Bei der vorliegenden Studie handelt es sich um die Publikation der Dissertation von Julia Thiesbonenkamp-Maag am ethnologischen Institut der Universität Heidelberg. Sie widmet sich dabei der Frage, wie die Konzepte „Fürsorge“ und Selbstsorge“ als ethnologische Kategorien fruchtbar gemacht werden können. Darüber hinaus fragt sie nach dem Zusammenhang von Fürsorge und Religion, ein bislang eher vernachlässigtes Forschungsfeld. Die Autorin fokussiert in ihren Untersuchungen die phillipinisch-charismatische Gemeinde El-Shaddai in Frankfurt am Main, die sie zwei Jahre begleitet hat. Neben der teilnehmenden Beobachtung hat sie semi-strukturierte Interviews mit ausgewählten Akteuren des Feldes geführt. 

Die Arbeit ist in fünf Teile gegliedert. Der erste Teil widmet sich religionsethnologischen Analysen von Migration. Hierbei gibt die Autorin einen kurzen Abriss über rezenten Theorien innerhalb des ethnologischen Forschungsfeldes, bevor sie sich der konkreten philippinischen Migrationsgeschichte in Deutschland sowie im Besonderen der Situation in Frankfurt a.M. zuwendet. Zum Schluss erläutert und diskutiert sie die Wechselwirkungen und Abhängigkeitsverhältnisse mit dem Heimatland Philippinen, wie beispielsweise die Besteuerung der Migranten. An dieser Stelle ist v.a. auf die höchst interessante Konstruktion der Narrative ‚Prüfung‘ und ‚Bewährung‘ innerhalb des Feldes hinzuweisen, welche auf der „philippinischen Variante der Leidensgeschichte Jesu“ (S. 60) sowie der Narrationen philippinischer Nationalhelden basiert.
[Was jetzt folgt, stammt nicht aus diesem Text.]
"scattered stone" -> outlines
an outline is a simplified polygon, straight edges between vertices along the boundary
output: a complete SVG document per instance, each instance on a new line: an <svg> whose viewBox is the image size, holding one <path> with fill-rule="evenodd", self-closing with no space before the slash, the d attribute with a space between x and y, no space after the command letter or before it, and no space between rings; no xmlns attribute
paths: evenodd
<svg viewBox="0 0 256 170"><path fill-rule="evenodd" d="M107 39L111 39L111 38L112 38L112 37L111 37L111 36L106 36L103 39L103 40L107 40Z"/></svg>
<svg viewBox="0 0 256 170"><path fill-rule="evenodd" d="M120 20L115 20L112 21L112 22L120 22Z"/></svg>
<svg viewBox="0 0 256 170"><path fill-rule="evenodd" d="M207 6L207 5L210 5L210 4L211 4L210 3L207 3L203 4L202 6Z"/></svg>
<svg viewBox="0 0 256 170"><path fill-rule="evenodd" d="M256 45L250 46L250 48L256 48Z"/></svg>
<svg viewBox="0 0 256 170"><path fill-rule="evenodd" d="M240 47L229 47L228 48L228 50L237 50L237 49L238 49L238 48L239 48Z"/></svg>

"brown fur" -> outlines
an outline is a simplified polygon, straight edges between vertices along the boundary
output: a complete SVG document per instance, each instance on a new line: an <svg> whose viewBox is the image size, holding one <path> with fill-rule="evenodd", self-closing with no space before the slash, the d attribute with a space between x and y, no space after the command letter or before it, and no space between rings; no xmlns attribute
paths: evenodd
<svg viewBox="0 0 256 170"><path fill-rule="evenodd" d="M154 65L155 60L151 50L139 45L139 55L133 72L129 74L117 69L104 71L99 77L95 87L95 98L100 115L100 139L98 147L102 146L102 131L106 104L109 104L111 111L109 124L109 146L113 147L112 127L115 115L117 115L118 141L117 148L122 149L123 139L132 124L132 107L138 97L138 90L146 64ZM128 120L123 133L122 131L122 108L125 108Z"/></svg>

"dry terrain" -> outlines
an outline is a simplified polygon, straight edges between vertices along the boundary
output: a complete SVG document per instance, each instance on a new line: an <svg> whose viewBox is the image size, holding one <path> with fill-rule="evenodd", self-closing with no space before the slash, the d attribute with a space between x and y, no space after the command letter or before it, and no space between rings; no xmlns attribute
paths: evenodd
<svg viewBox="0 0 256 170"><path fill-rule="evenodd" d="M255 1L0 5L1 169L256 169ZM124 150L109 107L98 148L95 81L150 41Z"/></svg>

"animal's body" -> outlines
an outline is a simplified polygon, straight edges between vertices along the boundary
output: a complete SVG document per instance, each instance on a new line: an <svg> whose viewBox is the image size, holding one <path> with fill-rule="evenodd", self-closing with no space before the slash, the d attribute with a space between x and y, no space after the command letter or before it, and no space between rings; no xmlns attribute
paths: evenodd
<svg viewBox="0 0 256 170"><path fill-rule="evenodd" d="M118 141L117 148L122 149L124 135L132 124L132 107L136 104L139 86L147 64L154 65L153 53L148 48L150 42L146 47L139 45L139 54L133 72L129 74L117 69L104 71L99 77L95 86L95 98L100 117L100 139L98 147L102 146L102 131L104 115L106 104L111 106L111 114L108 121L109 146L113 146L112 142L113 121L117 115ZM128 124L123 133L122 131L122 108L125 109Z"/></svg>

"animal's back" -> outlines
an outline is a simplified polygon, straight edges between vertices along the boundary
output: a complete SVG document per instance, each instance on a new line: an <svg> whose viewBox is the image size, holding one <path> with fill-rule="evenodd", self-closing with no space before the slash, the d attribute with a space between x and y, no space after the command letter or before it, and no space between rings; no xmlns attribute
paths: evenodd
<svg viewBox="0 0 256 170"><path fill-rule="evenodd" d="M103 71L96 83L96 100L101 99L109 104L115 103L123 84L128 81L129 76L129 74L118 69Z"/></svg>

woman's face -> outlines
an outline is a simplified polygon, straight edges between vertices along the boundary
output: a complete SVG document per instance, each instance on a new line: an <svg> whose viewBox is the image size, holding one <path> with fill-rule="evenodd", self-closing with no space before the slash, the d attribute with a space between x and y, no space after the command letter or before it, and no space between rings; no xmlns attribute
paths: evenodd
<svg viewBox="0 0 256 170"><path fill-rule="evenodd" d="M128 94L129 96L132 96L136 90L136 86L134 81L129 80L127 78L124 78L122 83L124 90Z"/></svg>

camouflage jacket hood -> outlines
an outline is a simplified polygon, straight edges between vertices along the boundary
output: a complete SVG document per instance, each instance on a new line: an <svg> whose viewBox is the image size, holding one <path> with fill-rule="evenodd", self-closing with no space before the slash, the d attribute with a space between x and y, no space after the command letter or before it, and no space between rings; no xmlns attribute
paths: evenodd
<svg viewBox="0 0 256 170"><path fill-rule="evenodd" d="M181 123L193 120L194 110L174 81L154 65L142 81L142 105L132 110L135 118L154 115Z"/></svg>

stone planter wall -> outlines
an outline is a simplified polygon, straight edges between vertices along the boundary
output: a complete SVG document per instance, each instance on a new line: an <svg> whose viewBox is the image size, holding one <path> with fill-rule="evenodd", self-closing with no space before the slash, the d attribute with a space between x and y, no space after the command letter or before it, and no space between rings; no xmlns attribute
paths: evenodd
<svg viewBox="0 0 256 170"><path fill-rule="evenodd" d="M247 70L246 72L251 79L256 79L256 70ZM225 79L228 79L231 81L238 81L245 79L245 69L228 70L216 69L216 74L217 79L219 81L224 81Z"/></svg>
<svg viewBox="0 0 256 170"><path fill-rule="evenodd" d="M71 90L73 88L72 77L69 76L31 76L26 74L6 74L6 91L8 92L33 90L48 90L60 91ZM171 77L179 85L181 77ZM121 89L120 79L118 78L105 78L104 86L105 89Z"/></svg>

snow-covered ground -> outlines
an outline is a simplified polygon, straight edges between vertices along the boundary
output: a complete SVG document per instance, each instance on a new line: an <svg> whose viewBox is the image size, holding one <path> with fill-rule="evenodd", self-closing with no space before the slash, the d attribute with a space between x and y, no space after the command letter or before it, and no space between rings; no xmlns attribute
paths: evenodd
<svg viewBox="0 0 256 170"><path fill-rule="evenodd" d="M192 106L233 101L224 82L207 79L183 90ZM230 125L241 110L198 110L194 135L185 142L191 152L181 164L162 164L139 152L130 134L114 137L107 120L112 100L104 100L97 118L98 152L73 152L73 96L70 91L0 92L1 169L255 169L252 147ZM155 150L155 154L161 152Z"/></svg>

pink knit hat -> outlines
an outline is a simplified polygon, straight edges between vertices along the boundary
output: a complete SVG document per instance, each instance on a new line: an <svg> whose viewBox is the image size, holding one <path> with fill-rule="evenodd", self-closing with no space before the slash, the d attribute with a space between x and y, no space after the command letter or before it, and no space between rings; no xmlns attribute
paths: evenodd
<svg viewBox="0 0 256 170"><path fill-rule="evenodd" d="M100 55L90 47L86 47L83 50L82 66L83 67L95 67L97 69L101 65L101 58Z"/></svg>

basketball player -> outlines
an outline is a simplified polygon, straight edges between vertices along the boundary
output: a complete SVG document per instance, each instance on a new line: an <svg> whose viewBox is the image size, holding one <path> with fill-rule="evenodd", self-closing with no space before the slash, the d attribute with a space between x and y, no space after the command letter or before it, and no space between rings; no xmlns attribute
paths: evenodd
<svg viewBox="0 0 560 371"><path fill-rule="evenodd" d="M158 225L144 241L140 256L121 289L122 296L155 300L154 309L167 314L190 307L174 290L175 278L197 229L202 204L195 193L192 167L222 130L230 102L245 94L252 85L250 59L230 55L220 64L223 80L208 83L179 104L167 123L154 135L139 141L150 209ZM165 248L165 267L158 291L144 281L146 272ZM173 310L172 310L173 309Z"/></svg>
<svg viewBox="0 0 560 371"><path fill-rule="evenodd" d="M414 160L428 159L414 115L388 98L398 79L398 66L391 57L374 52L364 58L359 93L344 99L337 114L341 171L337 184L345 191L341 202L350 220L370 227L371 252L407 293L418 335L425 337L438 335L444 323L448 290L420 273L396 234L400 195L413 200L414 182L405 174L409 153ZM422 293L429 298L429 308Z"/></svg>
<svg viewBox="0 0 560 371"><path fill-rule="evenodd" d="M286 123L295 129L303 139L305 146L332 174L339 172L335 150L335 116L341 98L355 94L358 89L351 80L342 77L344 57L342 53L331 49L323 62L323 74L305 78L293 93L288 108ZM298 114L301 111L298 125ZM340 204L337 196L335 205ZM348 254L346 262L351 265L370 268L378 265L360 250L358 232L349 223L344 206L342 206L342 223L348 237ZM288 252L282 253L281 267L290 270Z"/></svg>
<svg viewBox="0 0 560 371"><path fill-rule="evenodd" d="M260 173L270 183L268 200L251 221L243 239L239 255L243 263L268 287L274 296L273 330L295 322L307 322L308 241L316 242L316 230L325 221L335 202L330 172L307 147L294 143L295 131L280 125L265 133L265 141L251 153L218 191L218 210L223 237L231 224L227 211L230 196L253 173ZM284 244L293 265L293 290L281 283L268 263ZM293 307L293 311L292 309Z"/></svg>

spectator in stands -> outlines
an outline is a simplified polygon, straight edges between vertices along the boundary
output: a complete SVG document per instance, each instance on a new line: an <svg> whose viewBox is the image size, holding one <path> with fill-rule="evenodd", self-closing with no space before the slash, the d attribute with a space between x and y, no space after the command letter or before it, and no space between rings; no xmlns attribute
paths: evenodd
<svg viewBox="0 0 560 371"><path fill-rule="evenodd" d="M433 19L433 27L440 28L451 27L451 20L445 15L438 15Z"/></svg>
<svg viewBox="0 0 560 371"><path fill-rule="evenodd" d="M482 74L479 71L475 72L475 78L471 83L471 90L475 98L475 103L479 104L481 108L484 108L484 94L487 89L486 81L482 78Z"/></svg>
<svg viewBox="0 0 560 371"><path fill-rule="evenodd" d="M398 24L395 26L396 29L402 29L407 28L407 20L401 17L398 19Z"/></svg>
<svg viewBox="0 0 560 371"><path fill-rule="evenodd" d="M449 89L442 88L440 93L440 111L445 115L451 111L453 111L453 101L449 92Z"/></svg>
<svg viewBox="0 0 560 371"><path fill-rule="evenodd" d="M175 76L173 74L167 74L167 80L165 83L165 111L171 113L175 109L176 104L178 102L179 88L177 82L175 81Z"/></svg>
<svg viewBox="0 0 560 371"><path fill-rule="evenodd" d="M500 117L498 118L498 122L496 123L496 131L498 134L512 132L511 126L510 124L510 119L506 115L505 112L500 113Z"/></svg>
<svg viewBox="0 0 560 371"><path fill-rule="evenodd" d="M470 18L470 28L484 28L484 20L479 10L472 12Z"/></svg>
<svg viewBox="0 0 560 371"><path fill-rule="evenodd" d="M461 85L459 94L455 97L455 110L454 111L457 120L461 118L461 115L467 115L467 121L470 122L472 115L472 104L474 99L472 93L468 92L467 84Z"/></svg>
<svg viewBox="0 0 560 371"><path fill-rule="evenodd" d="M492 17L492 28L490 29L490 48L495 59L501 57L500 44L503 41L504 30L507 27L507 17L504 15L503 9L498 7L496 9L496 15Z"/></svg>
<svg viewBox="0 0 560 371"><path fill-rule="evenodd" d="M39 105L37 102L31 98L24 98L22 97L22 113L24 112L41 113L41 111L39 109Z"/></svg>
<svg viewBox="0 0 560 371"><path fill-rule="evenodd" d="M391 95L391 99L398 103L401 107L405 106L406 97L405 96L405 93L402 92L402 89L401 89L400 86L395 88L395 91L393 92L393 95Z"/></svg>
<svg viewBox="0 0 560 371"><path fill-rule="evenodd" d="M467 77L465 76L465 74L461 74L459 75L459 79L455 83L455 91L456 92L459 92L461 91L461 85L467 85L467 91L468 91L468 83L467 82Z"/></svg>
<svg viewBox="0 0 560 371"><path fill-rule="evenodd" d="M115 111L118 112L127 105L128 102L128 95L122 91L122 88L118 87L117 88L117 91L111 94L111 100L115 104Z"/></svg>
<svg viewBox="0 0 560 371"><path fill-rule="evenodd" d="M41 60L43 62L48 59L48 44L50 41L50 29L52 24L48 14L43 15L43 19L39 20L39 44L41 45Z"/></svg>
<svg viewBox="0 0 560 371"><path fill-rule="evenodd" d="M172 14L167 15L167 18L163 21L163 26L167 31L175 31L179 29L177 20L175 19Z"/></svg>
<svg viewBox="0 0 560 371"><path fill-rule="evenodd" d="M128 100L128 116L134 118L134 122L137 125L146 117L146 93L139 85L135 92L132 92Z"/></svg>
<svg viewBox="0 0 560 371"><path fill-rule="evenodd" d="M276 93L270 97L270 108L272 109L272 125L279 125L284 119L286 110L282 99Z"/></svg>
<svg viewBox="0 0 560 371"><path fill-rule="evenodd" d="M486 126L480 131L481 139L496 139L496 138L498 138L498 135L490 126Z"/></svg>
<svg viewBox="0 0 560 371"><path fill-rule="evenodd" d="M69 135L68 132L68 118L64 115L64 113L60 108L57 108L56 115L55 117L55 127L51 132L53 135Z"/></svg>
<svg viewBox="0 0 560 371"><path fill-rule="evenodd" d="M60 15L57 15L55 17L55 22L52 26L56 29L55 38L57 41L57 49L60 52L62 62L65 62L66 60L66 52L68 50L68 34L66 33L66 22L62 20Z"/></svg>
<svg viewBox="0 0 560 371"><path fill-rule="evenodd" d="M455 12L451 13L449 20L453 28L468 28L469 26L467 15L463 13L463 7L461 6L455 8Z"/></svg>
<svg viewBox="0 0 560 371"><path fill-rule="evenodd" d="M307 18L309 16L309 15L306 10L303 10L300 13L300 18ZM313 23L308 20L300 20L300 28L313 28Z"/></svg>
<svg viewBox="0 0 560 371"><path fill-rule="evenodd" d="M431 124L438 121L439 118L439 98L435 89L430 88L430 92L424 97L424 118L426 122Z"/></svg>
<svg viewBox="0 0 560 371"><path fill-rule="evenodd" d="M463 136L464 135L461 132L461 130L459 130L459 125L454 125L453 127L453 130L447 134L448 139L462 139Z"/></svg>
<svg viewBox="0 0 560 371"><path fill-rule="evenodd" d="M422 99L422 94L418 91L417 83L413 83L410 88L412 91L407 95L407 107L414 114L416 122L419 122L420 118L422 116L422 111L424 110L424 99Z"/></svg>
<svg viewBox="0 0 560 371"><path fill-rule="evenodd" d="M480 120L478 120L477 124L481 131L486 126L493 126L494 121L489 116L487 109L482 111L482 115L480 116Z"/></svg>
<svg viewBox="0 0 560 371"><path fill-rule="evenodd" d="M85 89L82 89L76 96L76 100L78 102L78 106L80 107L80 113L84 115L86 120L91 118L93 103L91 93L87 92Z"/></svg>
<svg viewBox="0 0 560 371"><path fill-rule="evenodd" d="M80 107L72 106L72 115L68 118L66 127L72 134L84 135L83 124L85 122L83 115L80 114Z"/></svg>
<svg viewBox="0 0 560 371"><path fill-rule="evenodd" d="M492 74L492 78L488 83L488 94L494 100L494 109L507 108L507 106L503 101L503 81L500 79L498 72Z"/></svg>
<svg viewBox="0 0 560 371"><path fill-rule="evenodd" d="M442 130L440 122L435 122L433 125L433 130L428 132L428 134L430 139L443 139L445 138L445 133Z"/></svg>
Im zweiten Teil der Arbeit stellt die Autorin die charismatische Bewegung El Shaddai dar. Sie gibt dafür einen kurzen Abriss der Christianisierung der Philippinen im Allgemeinen sowie der charismatischen Bewegung auf den Philippinen im Besondern. Darauf aufbauend skizziert sie die kurze Geschichte der Gruppierung in Frankfurt a.M. inklusive ihrer konkreten inhaltlichen Ausgestaltung sowie ihrer Rückbindung an die Philippinen. Der dritte Teil widmet sich der Entwicklung der ethnologischen Konzepten Fürsorge und Selbstsorge, die durch „das Prinzip der Sorge“ (S. 121) verbunden werden. Als theoretischer Referenzrahmen dienen der Autorin zum einen verschiedene agency-Konzepte und die damit zusammenhängenden Personenbegriffe, zum anderen aber auch Ansätze aus der Ethics of Care. Daraus entwickelt die Autorin die Konzepte der Selbstsorge – verstanden als eine „bestimmte Art der Agency, die sich auf die Veränderung des Selbst ausrichtet“ (S. 161) – und der Fürsorge, d.h. eine Handlung einer konkreten Person oder auch Gruppe, „die sich auf andere Personen oder Personengruppen richtet“ (S. 162). Im letzten Teil wendet sie in ihrer Untersuchung die beiden Konzepte auf die Frankfurter El Shaddai Gruppe an und kann an konkreten Beispielen aus dem Gottesdienst, des Gebets, Heilungen, Visionen, usw., veranschaulichen, dass eine Untersuchung auf Basis der beiden Konzepte auch die sinnliche und körperliche Erfahrung mit berücksichtigen muss, wie sie beispielsweise in Ritualen erfahrbar wird. Darüber hinaus wird durch das gewählte Sample deutlich, dass Untersuchungen in diesem Bereich – im Gegensatz zu den meisten bisherigen Fürsorge-Studien – auch auf Personen im mittleren Lebensalter ausgedehnt werden müssen. 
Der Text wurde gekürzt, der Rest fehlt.